Monday March 15, 2010 Mashriq Group of Newspapers         Editor-in-Chief Syed Ayaz Badshah
 

Hurriyat welcomes Saudi mediation offer

JEDDAH: Chairman Huriyat Conference (HC) Mirwaiz Umar Farooq said that Huriyat Conference would welcome the mediation of Saudi Arabia in negotiations between Pakistan and India.

In an interview with a private TV channel in Jeddah here on Sunday, Mirwaiz said that Saudi Arabia has had played a vital role in issues of Iraq, Afghanistan and Palestine adding Saudi Arabia can also play a critical role as a mediator in Kashmir issue.

He said that peace in South Asia is linked with resolution of Kashmir dispute. Negotiations without participation of Kashmiris would be meaningless in this regard, he said.

Mirwaiz said that nine thousand Kashmiris have been missing for the last twenty years.

He appealed the human rights organisations, Asian Watch and other international organisations to pay heed towards issue of Kashmir.

He also urged international community to stop India from torturing innocent people in the occupied Kashmir.

He called upon India to give Kashmiris their right of self-determination according to UN resolutions under the UN auspices.

Farooq arrived in the Kingdom on Thursday to perform Umrah and his visit, two weeks after the visit of Indian Prime Minister Manmohan Singh, is significant.

“Currently a rethink is going on in India. Given the strengthening of ties between India and the Kingdom, New Delhi would be more comfortable with Saudi mediation than any other country,” said the Hurriyat leader.

Farooq said the appointment by US President Barack Obama of Farah Pandit, a Kashmiri Muslim woman, as special representative for Muslim communities, was an indication of the US administration’s approach to the Kashmir problem. He said some “back channel” dialogue was going on but refused to divulge details.
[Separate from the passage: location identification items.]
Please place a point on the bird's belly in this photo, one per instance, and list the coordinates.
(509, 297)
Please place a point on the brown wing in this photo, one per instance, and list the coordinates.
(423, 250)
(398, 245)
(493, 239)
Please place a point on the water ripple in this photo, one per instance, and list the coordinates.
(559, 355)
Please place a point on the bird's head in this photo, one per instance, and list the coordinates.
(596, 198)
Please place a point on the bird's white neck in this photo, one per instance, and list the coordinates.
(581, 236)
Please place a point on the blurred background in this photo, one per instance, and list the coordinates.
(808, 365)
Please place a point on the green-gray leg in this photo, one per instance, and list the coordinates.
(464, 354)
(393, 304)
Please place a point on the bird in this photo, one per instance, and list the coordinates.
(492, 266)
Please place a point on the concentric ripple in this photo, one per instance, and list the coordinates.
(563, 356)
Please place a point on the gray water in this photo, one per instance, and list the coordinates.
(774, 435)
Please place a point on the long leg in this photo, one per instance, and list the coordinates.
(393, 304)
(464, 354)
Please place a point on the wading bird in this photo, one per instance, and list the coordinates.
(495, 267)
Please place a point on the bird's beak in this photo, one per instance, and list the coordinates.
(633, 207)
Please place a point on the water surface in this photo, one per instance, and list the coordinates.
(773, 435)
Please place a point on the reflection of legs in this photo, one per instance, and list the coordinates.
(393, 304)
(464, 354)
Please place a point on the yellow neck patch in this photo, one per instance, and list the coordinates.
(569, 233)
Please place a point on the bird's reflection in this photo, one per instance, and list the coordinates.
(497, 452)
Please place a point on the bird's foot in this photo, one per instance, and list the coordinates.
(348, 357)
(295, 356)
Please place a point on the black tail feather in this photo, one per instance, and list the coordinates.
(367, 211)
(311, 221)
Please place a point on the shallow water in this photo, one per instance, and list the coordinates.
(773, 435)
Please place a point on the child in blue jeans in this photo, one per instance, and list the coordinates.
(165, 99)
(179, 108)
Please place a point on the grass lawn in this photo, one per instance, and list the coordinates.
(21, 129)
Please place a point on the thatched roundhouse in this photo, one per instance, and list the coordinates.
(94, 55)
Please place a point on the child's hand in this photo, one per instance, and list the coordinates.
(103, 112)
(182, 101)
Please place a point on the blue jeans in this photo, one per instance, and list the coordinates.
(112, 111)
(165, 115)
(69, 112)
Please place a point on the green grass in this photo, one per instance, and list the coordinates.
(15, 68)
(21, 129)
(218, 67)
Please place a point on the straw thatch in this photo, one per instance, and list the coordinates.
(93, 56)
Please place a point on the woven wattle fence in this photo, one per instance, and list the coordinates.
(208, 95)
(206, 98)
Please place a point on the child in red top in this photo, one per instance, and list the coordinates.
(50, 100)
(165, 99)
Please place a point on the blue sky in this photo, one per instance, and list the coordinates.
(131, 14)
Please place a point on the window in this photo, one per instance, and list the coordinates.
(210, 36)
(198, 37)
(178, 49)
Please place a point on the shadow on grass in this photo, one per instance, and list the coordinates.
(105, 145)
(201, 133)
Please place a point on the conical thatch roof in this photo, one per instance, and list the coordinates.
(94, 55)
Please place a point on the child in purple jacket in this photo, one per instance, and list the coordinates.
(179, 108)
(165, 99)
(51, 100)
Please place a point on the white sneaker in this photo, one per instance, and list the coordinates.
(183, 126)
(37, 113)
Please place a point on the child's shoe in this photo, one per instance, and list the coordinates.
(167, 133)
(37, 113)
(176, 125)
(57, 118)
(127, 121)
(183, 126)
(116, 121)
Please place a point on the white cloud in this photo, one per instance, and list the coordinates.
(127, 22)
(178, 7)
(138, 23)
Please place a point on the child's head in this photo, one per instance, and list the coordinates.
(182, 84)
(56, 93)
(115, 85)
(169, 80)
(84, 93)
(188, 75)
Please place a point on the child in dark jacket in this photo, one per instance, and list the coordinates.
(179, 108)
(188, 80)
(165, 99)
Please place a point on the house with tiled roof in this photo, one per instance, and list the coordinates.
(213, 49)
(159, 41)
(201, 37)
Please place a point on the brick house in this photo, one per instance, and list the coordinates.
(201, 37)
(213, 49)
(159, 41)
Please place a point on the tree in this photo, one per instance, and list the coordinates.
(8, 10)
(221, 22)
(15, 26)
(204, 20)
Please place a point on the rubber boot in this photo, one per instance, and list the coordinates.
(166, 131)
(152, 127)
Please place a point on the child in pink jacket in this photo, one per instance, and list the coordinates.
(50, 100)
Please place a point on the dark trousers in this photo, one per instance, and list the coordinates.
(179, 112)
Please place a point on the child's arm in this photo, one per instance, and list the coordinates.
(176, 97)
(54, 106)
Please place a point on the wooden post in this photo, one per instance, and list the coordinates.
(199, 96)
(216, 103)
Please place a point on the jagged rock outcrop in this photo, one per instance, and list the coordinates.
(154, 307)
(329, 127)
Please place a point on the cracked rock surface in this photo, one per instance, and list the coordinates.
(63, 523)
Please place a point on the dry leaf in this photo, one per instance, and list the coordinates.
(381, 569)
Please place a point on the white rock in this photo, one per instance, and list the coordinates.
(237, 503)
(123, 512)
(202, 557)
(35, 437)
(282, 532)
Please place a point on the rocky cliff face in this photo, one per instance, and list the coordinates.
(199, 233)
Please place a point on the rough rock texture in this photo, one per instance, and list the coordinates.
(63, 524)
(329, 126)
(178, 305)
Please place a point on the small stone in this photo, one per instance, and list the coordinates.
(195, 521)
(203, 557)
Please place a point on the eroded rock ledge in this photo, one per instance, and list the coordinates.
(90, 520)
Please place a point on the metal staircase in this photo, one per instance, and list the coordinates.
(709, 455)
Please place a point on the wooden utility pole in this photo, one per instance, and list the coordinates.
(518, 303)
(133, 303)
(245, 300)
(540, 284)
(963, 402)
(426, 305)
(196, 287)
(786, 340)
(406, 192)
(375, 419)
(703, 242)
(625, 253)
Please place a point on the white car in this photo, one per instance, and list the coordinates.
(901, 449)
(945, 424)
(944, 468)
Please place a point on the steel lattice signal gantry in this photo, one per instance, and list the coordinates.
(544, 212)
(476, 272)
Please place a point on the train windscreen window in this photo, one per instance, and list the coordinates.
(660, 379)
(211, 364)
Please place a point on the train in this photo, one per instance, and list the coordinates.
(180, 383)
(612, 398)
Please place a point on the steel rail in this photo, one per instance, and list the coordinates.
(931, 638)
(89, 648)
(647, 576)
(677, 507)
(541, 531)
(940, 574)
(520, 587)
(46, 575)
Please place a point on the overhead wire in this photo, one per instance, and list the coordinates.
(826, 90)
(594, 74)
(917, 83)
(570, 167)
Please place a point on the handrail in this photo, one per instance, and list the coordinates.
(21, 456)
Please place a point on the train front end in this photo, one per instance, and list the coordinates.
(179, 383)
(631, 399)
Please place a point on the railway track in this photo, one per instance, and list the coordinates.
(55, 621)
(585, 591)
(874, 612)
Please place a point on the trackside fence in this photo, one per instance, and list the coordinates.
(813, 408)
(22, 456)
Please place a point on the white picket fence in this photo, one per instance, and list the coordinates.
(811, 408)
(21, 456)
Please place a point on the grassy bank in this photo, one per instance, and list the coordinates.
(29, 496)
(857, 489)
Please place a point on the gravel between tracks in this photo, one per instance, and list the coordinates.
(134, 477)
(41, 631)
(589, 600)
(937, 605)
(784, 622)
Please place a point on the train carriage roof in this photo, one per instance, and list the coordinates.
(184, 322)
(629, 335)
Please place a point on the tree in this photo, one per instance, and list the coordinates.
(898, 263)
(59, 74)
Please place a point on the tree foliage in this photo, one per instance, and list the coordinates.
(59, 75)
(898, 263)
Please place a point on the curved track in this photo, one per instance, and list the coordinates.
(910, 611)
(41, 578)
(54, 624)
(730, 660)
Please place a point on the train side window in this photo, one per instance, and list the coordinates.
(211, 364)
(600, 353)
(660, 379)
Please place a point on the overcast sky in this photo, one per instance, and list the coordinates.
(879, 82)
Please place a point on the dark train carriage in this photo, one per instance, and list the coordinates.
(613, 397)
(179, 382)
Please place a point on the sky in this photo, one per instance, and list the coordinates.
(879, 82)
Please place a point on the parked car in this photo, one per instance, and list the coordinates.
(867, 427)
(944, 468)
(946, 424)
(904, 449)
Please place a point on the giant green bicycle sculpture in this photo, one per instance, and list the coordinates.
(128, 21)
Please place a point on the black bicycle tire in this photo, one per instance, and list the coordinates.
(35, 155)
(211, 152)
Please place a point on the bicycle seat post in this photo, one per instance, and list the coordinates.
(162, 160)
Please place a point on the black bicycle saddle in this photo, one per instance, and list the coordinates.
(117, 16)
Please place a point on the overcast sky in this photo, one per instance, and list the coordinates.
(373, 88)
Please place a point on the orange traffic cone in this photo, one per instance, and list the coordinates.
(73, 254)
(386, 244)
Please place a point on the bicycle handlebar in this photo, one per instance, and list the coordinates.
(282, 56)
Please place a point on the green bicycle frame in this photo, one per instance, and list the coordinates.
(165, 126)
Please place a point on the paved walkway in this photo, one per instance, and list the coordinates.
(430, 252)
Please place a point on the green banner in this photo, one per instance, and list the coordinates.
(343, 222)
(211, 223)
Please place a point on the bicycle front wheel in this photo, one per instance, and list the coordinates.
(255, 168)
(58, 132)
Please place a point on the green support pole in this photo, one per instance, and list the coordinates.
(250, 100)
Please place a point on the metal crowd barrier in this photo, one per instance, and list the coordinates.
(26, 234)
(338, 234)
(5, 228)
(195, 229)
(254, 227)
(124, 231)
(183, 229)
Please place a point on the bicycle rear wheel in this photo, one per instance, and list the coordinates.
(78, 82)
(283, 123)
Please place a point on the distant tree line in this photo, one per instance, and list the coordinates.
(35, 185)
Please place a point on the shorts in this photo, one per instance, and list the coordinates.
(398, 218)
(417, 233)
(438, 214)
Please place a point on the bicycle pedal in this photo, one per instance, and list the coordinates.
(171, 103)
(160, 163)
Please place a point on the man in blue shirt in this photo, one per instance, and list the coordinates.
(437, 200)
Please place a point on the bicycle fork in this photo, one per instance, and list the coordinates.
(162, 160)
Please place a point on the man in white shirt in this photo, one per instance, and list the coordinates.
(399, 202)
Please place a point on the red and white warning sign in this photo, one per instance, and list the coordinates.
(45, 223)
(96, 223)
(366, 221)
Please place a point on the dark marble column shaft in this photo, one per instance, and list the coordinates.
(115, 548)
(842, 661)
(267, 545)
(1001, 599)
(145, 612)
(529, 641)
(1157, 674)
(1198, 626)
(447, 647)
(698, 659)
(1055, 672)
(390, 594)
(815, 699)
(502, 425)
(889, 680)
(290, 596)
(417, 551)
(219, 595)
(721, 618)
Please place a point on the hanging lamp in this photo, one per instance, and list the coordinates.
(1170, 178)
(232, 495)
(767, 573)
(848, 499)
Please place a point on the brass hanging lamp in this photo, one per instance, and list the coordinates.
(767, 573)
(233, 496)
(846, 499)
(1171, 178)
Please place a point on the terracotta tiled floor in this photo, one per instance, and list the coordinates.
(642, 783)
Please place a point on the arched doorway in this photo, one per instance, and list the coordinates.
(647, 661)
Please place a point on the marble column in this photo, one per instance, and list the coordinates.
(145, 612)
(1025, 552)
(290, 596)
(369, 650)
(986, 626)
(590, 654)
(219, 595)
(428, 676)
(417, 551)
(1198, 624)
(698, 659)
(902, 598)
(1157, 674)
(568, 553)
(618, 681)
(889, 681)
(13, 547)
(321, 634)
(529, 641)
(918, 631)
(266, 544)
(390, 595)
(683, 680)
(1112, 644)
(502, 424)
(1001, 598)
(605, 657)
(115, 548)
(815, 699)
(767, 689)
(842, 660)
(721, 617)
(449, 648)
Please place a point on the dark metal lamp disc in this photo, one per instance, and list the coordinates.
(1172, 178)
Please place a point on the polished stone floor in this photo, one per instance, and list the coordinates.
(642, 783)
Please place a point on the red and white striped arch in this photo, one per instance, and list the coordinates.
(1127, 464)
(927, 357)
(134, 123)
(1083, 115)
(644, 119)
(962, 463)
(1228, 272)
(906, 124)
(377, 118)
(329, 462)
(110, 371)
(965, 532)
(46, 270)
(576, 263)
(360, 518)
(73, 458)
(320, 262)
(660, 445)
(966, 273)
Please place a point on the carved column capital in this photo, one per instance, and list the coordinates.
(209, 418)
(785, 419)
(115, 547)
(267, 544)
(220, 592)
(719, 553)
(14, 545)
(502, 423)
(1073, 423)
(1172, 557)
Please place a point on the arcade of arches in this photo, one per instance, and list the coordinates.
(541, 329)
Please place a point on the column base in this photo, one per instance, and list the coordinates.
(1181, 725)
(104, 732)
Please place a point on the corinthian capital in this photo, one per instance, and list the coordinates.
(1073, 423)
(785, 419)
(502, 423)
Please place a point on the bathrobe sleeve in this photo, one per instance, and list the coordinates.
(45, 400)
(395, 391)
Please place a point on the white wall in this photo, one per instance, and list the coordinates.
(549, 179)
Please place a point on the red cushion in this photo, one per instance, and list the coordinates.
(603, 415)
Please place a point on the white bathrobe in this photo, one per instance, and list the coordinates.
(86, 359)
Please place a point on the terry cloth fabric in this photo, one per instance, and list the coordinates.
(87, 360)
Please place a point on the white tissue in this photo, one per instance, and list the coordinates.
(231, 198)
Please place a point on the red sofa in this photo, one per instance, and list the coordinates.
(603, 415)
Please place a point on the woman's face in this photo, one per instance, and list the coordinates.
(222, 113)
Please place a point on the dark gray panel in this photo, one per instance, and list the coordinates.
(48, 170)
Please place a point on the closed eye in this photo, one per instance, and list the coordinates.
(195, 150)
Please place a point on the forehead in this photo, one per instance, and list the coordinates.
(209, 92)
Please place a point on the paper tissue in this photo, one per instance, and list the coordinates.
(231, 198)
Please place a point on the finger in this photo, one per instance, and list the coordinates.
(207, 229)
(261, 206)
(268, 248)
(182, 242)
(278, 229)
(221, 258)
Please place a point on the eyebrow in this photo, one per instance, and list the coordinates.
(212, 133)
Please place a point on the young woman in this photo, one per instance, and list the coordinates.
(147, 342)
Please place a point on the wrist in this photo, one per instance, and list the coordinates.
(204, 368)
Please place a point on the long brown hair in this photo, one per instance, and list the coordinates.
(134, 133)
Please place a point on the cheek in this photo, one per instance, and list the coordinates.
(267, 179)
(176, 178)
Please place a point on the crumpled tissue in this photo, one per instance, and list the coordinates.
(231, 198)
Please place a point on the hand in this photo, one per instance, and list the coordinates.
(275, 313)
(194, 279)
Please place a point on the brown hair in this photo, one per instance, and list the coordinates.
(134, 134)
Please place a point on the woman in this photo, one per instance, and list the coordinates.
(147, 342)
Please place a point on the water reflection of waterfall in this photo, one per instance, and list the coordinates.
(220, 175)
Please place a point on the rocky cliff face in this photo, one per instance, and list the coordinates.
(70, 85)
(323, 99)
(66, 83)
He referred to Richard Holbrooke, the US envoy to South Asia, and said although his main job was to deal with the Afghan problem, Kashmir was part of his brief, which was another indication of the Obama administration’s responsive approach.

Insisting on a “political solution” to the Kashmir issue, Farooq said in the given situation, the “Musharraf formula” was workable. He was referring to former President Pervez Musharraf who suggested that India and Pakistan should consider the option of identifying some “regions” of Kashmir on both sides of the Line of Control, demilitarise them and grant them the status of independence or joint control or under a UN mandate.

The idea floated in the past of declaring the Line of Control as an international border was “not at all workable,” he said.